Democrats in Washington saw their climate action options dwindle Thursday as the Supreme Court diminished the EPA’s ability to regulate carbon emissions from power plants.
By a 6-3 vote, the conservative majority ruled the agency does not possess broad authority to regulate pollution from electric utilities.
The court’s three liberals disagreed, writing in a dissent that the majority had denuded the agency of “the power to respond to the most pressing environmental challenge of our time.”
As industry groups and Republican lawmakers cheered the ruling and Democrats said it will burn critical time to lower domestic emissions, the decision placed pressure on Congress to address climate change as a now-hobbled EPA prepares a new climate proposal.

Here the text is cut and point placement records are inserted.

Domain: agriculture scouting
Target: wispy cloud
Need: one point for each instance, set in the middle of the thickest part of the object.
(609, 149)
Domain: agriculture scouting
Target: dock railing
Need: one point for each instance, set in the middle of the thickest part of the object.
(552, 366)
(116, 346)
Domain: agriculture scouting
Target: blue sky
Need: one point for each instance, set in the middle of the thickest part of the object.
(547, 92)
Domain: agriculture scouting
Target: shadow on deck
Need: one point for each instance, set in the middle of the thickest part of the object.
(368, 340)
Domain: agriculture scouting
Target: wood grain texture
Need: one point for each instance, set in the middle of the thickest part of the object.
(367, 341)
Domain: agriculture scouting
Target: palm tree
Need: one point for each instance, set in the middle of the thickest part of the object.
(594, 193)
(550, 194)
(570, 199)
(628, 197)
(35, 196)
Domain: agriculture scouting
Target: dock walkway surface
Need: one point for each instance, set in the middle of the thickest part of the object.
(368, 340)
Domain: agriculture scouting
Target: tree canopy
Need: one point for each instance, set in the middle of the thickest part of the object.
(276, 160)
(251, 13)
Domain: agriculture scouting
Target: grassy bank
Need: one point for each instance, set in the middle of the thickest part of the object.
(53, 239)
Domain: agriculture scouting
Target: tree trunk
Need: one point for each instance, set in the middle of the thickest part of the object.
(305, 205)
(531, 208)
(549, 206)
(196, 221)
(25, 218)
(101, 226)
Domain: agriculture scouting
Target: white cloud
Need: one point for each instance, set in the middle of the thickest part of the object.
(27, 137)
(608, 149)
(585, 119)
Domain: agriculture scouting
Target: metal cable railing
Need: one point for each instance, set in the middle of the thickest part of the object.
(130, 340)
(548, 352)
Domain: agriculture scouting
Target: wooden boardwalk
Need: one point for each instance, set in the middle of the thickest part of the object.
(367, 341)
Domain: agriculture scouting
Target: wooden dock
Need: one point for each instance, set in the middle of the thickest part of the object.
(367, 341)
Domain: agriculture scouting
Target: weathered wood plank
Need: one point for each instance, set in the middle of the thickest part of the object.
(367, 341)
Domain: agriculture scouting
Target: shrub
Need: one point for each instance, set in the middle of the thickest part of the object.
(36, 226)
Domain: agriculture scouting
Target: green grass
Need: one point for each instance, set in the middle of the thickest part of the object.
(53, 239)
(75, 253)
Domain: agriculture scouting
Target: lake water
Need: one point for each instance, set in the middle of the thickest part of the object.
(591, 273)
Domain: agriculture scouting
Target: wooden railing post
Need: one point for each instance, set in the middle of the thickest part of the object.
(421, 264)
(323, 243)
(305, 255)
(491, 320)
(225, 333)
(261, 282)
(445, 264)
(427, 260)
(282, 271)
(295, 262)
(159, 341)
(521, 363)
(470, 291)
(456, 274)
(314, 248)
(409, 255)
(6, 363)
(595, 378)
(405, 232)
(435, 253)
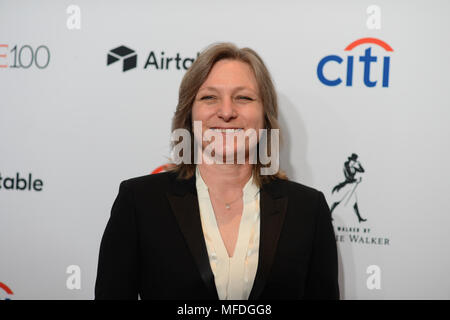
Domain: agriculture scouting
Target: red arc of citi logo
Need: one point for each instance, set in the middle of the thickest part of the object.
(5, 288)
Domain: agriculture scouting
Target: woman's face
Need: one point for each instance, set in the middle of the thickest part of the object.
(229, 99)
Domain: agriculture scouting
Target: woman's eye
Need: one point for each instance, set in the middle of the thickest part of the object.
(245, 98)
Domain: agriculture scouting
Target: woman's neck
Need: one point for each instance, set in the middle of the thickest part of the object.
(223, 178)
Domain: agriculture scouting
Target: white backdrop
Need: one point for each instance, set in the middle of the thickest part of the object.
(80, 127)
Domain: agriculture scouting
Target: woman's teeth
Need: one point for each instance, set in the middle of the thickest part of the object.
(226, 130)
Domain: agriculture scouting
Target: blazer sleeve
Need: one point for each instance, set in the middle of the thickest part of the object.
(322, 279)
(117, 272)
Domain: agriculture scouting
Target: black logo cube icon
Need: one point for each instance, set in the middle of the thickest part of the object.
(129, 57)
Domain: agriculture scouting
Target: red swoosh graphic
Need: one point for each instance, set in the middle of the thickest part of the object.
(6, 288)
(376, 41)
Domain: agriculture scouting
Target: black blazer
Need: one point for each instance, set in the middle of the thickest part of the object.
(154, 247)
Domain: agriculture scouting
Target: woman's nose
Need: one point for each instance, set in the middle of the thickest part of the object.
(227, 110)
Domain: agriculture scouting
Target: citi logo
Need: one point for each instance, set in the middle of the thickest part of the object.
(127, 55)
(366, 60)
(7, 292)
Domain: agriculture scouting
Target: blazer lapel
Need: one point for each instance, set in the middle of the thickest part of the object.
(184, 203)
(273, 206)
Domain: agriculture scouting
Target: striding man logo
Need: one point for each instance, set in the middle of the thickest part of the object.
(345, 192)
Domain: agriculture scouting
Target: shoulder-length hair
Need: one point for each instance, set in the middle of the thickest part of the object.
(196, 75)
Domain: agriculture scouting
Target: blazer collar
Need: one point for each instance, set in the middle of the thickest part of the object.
(183, 200)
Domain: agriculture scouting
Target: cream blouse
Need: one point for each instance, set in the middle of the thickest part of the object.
(233, 276)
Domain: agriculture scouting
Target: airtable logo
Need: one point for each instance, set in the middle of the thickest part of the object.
(366, 59)
(129, 57)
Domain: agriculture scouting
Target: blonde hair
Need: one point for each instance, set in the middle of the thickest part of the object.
(196, 76)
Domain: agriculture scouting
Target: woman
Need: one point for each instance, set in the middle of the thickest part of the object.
(220, 230)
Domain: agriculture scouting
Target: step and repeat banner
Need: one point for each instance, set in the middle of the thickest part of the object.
(89, 88)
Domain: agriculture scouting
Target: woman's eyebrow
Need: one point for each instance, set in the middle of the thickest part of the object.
(234, 89)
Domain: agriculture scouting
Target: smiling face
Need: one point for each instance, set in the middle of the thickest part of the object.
(228, 102)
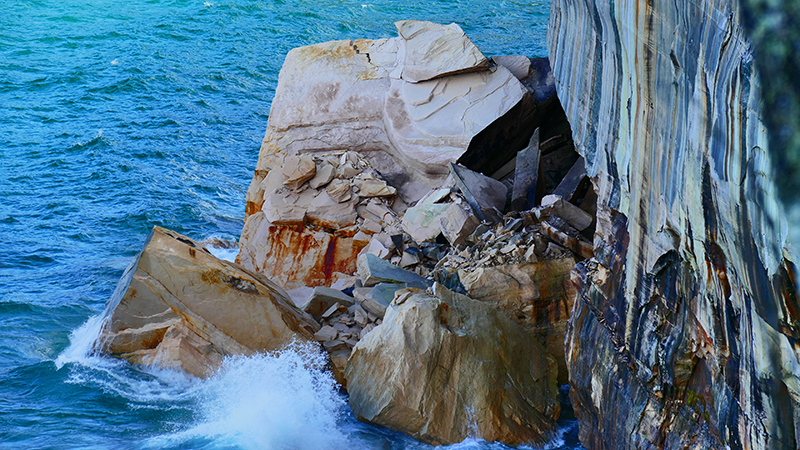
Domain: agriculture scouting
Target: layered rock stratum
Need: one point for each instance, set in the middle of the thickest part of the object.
(180, 307)
(686, 330)
(445, 367)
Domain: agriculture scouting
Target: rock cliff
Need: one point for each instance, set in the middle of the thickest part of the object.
(686, 329)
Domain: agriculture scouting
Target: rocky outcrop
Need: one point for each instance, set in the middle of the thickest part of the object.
(686, 329)
(372, 96)
(180, 307)
(443, 368)
(315, 214)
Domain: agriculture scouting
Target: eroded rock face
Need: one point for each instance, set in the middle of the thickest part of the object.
(537, 295)
(354, 95)
(686, 331)
(443, 368)
(181, 307)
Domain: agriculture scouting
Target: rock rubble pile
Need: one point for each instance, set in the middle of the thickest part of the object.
(417, 209)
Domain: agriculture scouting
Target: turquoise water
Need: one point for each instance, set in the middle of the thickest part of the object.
(117, 116)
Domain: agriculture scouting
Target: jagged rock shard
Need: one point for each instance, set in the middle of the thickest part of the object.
(526, 176)
(573, 215)
(434, 51)
(481, 192)
(445, 368)
(422, 221)
(572, 180)
(519, 65)
(373, 270)
(457, 223)
(181, 307)
(323, 298)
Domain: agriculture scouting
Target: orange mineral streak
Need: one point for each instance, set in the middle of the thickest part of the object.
(300, 255)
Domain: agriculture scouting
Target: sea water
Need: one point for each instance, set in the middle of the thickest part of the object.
(116, 116)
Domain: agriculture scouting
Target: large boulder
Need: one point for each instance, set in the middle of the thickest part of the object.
(443, 368)
(370, 96)
(179, 306)
(537, 295)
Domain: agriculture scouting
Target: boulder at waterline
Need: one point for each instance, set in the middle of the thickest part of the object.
(181, 307)
(443, 368)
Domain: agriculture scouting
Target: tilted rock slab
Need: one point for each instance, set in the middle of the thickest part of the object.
(178, 306)
(443, 368)
(350, 95)
(686, 331)
(537, 295)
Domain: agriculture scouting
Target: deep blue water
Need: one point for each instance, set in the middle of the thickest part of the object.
(119, 115)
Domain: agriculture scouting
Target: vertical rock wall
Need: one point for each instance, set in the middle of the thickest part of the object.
(686, 332)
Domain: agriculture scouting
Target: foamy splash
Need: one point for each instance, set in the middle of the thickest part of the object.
(283, 400)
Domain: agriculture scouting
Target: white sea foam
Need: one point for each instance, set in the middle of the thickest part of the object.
(221, 247)
(284, 400)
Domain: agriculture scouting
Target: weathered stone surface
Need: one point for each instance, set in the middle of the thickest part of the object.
(482, 193)
(686, 331)
(434, 51)
(537, 295)
(295, 256)
(323, 176)
(348, 95)
(448, 367)
(518, 65)
(573, 215)
(339, 190)
(377, 298)
(323, 298)
(526, 176)
(373, 270)
(457, 223)
(572, 180)
(297, 170)
(180, 307)
(326, 333)
(423, 221)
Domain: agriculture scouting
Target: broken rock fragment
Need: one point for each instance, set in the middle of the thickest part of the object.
(181, 307)
(373, 270)
(433, 51)
(297, 170)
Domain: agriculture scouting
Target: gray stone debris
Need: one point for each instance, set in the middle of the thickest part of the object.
(322, 298)
(373, 270)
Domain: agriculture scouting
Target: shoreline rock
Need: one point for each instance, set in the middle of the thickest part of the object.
(443, 368)
(181, 307)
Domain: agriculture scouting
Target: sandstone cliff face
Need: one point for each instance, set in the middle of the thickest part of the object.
(686, 330)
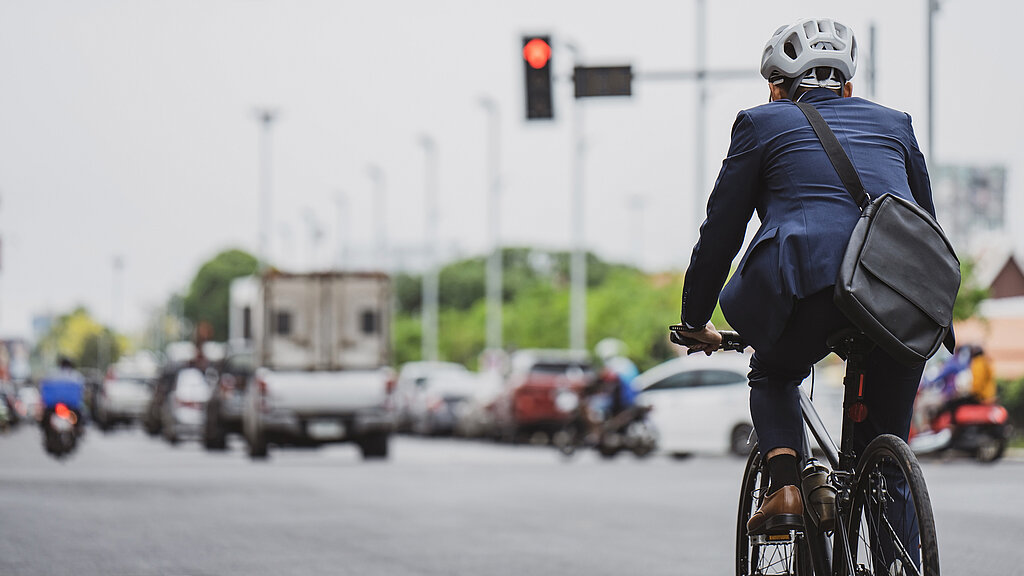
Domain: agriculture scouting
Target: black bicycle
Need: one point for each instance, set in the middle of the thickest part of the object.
(864, 513)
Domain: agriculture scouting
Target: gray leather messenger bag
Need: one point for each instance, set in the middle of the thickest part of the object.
(899, 276)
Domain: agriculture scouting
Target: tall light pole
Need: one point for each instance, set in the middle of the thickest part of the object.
(495, 276)
(636, 204)
(578, 261)
(700, 133)
(380, 209)
(430, 276)
(314, 236)
(933, 7)
(117, 293)
(265, 116)
(342, 230)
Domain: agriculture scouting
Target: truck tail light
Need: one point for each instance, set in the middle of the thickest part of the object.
(261, 392)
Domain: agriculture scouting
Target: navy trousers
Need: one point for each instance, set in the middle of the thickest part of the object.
(890, 387)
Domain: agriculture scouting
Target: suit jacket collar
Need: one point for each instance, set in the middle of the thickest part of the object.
(818, 95)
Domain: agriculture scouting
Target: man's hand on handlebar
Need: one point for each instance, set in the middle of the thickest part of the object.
(708, 339)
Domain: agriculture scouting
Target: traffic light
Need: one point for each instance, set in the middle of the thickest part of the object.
(537, 60)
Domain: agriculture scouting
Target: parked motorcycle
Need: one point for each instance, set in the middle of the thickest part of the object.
(981, 430)
(61, 401)
(61, 426)
(630, 429)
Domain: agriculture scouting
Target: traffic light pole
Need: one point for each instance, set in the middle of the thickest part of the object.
(578, 262)
(494, 274)
(430, 277)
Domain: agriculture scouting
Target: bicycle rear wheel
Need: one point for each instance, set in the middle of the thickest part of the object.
(891, 527)
(776, 556)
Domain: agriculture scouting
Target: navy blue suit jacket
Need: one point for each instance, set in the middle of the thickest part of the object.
(777, 167)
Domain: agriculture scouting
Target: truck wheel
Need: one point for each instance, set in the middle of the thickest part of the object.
(374, 446)
(258, 448)
(214, 437)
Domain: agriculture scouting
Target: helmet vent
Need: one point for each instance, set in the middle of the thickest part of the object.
(792, 47)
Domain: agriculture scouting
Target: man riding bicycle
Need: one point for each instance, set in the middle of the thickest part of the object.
(780, 296)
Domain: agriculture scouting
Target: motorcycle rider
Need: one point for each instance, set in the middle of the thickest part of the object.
(620, 372)
(65, 385)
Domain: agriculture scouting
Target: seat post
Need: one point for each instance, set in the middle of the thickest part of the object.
(854, 346)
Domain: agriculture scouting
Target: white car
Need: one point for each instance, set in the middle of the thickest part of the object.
(700, 404)
(184, 409)
(412, 378)
(441, 400)
(126, 392)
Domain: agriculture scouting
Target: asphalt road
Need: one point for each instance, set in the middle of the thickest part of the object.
(127, 504)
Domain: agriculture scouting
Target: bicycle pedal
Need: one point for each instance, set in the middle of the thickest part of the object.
(777, 539)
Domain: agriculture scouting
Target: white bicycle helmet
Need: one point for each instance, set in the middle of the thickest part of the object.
(808, 44)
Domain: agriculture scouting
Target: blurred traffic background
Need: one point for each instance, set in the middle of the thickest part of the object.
(259, 228)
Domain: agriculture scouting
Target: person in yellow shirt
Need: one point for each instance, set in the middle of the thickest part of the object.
(982, 376)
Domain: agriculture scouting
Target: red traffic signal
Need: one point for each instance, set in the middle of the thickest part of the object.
(537, 52)
(537, 60)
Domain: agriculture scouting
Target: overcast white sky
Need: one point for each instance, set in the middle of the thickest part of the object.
(127, 128)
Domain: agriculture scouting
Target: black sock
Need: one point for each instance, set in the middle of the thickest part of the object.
(782, 471)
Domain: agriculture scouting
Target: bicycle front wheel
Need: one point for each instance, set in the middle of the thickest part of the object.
(891, 527)
(776, 556)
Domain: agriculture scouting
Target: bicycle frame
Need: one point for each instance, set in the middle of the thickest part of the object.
(852, 346)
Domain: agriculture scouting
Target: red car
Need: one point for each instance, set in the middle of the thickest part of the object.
(526, 404)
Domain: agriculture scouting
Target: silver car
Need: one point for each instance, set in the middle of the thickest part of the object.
(126, 391)
(184, 409)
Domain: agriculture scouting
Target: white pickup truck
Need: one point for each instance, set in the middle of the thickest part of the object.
(322, 343)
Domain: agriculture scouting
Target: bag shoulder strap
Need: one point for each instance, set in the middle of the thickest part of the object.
(837, 155)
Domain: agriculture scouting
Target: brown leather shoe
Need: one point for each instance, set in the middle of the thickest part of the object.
(781, 511)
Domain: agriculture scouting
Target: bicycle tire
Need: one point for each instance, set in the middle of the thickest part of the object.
(785, 559)
(881, 538)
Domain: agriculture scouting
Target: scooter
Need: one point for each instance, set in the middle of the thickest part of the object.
(630, 429)
(981, 430)
(60, 429)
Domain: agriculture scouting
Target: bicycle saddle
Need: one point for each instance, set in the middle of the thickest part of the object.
(849, 339)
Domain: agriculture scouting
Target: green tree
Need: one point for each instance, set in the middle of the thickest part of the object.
(82, 339)
(207, 299)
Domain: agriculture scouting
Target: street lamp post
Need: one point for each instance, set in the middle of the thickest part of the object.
(430, 276)
(933, 7)
(342, 238)
(265, 116)
(380, 209)
(495, 277)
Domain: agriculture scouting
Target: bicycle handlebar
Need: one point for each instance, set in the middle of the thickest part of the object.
(730, 340)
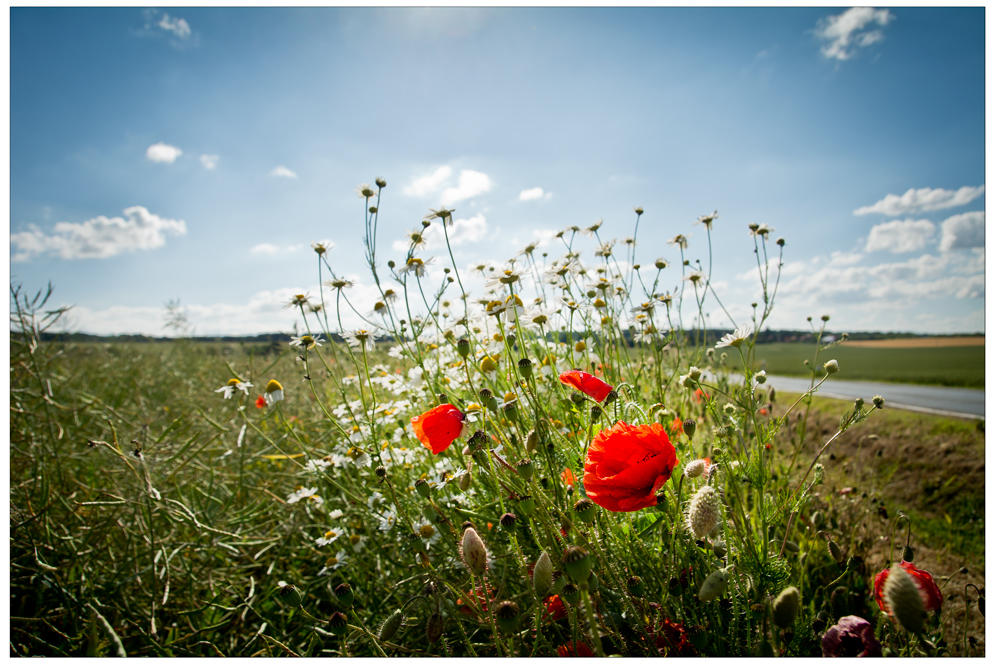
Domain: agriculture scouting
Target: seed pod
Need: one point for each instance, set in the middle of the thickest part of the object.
(291, 596)
(344, 595)
(474, 552)
(434, 626)
(585, 511)
(506, 616)
(714, 585)
(902, 597)
(390, 626)
(577, 562)
(337, 623)
(786, 607)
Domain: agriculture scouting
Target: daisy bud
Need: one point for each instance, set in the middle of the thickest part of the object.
(473, 552)
(585, 511)
(542, 575)
(836, 552)
(291, 596)
(337, 623)
(506, 615)
(434, 626)
(704, 512)
(577, 563)
(786, 607)
(714, 585)
(390, 626)
(901, 595)
(343, 594)
(695, 468)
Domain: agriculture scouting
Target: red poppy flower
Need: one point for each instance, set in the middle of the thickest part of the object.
(439, 427)
(626, 466)
(581, 650)
(568, 477)
(932, 598)
(590, 385)
(554, 608)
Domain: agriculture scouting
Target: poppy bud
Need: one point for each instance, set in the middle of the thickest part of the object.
(577, 562)
(337, 623)
(786, 607)
(901, 595)
(474, 552)
(585, 511)
(433, 628)
(343, 594)
(507, 616)
(714, 585)
(291, 596)
(542, 575)
(390, 626)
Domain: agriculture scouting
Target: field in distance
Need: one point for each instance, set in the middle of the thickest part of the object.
(888, 360)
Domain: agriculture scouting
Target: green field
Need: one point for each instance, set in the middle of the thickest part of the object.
(955, 367)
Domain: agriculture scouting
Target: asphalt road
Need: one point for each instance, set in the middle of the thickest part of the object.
(958, 401)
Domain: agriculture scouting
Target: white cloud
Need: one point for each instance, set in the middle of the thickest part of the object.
(963, 231)
(282, 172)
(471, 183)
(99, 237)
(852, 30)
(922, 200)
(162, 153)
(429, 183)
(177, 26)
(267, 249)
(901, 236)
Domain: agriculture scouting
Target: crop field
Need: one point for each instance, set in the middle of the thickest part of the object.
(472, 486)
(955, 366)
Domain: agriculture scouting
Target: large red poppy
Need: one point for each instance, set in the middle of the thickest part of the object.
(590, 385)
(439, 427)
(932, 598)
(626, 466)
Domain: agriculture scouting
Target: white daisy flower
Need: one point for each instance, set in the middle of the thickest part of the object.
(232, 385)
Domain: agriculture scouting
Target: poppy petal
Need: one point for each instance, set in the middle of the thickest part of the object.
(439, 427)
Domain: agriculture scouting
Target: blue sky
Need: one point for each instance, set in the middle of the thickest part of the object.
(196, 153)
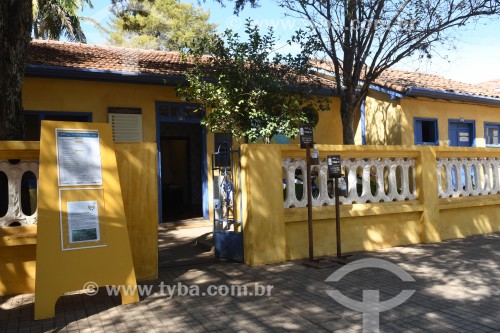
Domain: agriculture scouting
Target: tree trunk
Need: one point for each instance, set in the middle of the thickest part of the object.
(347, 114)
(15, 35)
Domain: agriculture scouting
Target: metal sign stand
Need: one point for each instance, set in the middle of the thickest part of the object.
(307, 141)
(335, 172)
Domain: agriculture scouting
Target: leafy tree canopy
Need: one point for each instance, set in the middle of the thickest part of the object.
(249, 89)
(362, 39)
(159, 24)
(53, 19)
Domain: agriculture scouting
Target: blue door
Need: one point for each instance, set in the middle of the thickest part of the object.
(461, 133)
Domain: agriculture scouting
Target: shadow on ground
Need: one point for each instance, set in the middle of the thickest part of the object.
(184, 246)
(457, 290)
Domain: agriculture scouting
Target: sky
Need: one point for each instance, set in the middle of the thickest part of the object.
(475, 58)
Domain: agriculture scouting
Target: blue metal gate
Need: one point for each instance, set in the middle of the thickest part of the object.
(228, 227)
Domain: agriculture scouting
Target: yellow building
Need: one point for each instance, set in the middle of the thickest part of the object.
(135, 91)
(408, 108)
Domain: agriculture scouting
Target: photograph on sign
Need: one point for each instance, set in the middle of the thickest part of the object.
(334, 166)
(78, 157)
(81, 225)
(306, 136)
(83, 221)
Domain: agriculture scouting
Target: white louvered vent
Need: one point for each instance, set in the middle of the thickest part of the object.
(126, 127)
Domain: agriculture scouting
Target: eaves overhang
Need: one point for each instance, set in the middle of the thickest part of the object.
(452, 96)
(71, 73)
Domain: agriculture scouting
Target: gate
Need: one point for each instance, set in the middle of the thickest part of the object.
(228, 228)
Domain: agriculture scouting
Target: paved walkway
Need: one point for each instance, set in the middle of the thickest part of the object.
(457, 290)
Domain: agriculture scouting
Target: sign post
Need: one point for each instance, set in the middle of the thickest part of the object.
(307, 141)
(335, 172)
(82, 239)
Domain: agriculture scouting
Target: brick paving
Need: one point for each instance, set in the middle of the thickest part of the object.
(457, 290)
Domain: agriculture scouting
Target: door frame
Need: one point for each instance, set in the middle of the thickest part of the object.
(204, 163)
(472, 133)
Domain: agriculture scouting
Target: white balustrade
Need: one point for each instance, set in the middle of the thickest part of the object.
(14, 173)
(461, 177)
(368, 180)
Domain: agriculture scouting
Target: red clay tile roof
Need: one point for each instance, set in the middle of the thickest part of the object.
(402, 81)
(493, 85)
(119, 59)
(107, 58)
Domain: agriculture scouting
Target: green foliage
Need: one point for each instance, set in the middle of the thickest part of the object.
(53, 19)
(159, 24)
(250, 90)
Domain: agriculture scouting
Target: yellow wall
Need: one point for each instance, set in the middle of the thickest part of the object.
(96, 97)
(138, 180)
(391, 122)
(274, 234)
(383, 120)
(136, 166)
(443, 111)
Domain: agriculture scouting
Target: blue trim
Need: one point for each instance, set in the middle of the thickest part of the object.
(164, 119)
(363, 122)
(491, 125)
(158, 149)
(204, 176)
(472, 143)
(392, 93)
(42, 113)
(417, 131)
(59, 72)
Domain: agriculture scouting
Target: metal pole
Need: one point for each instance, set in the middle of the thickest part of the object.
(337, 218)
(309, 203)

[Supreme Court limits EPA power plant carbon emissions authority]
In a fiery statement that gave the court a new title —“MAGA Court,” a reference to the Make America Great Again slogan of former President Donald Trump, who named three of the six conservative justices to the bench — Senate Majority Leader Charles E. Schumer, D-N.Y., decried the ruling along with two recent high court decisions to weaken gun-safety restrictions and overturn federal abortion protection.
“First on gun safety, then on abortion, and now on the environment — this MAGA, regressive, extremist Supreme Court is intent on setting America back decades, if not centuries,” Schumer said. “Today’s decision adds to a number of dangerously outrageous decisions that have rightly tarnished the public’s confidence in the court — every Republican who had a role in putting these six justices on the bench are complicit in the devastating impacts of its extremist decisions.”
‘Overridden lawmakers’ will’
Energy and Commerce Chairman Rep. Frank Pallone Jr., D-N.J., said the court had misread the Clean Air Act and overridden lawmakers’ will. “The Supreme Court’s blatant dismissal of the will of Congress is an alarming display of hubris, the consequences of which will be felt far beyond this case,” Pallone said.
House Majority Leader Steny H. Hoyer, D-Md., also took umbrage at the ruling, saying the justices were playing the roles of lawmakers, not interpreters of the law, referencing the dissent in the case by Justice Elena Kagan.
“As Justice Kagan points out in her dissent, ‘ the Court appoints itself — instead of Congress or the expert agency — the decision-maker on climate policy,” Hoyer said. “That is not how our system of checks and balances works,” he said, adding that the Senate should “act on legislation to address the existential threat posed by the climate crisis, including House-passed measures to lower Americans’ energy costs and secure a clean energy future.”
Hoyer did not identify specific bills and Democrats broadly did not pinpoint steps they plan to pursue to lower emissions as the level of carbon dioxide in the atmosphere hit an all-time record in May of 421 parts per million.
The ruling does not bar the EPA from regulating power sector emissions, but it narrows what options the agency can pursue.
EPA Administrator Michael S. Regan said in April the agency would issue its new proposal to regulate emissions from the power sector “as soon as the Supreme Court rules” on the case.
On Thursday Regan said the agency remains “committed to using the full scope” of its “authorities to protect communities and reduce the pollution that is driving climate change.”
Republican lawmakers celebrated a long-sought legal victory.
“Today, the Supreme Court gave power back to the people,” Senate Minority Leader Mitch McConnell, R-Ky., said in a statement.
Sen. Shelley Moore Capito, R-W.Va., the ranking member on the Senate Environment and Public Works Committee, echoed that states-rights notion, saying she would scrutinize the agency and steps to lower emissions from power plants, referencing an Obama-era proposal called the Clean Power Plan.
Though it’s the target of much Republican ire, that proposal, which was the core issue of the case decided Thursday, never went into effect. The Supreme Court stayed it in 2016 after Capito’s home state sued.
“I will continue to conduct oversight of EPA to make sure the agency does not attempt to devastate the people and industries of West Virginia as it did with the Clean Power Plan ever again,” she said.
Other Republicans in Congress, such as Cathy McMorris Rodgers, R-Wash., the top Republican on Energy and Commerce, applauded the news because the ruling may cast a sweeping legacy by requiring federal agencies to get explicit permission from Congress before they act.
“When Congress acts to address major policy questions affecting Americans and their livelihoods, it says so clearly, explicitly,” Rodgers said.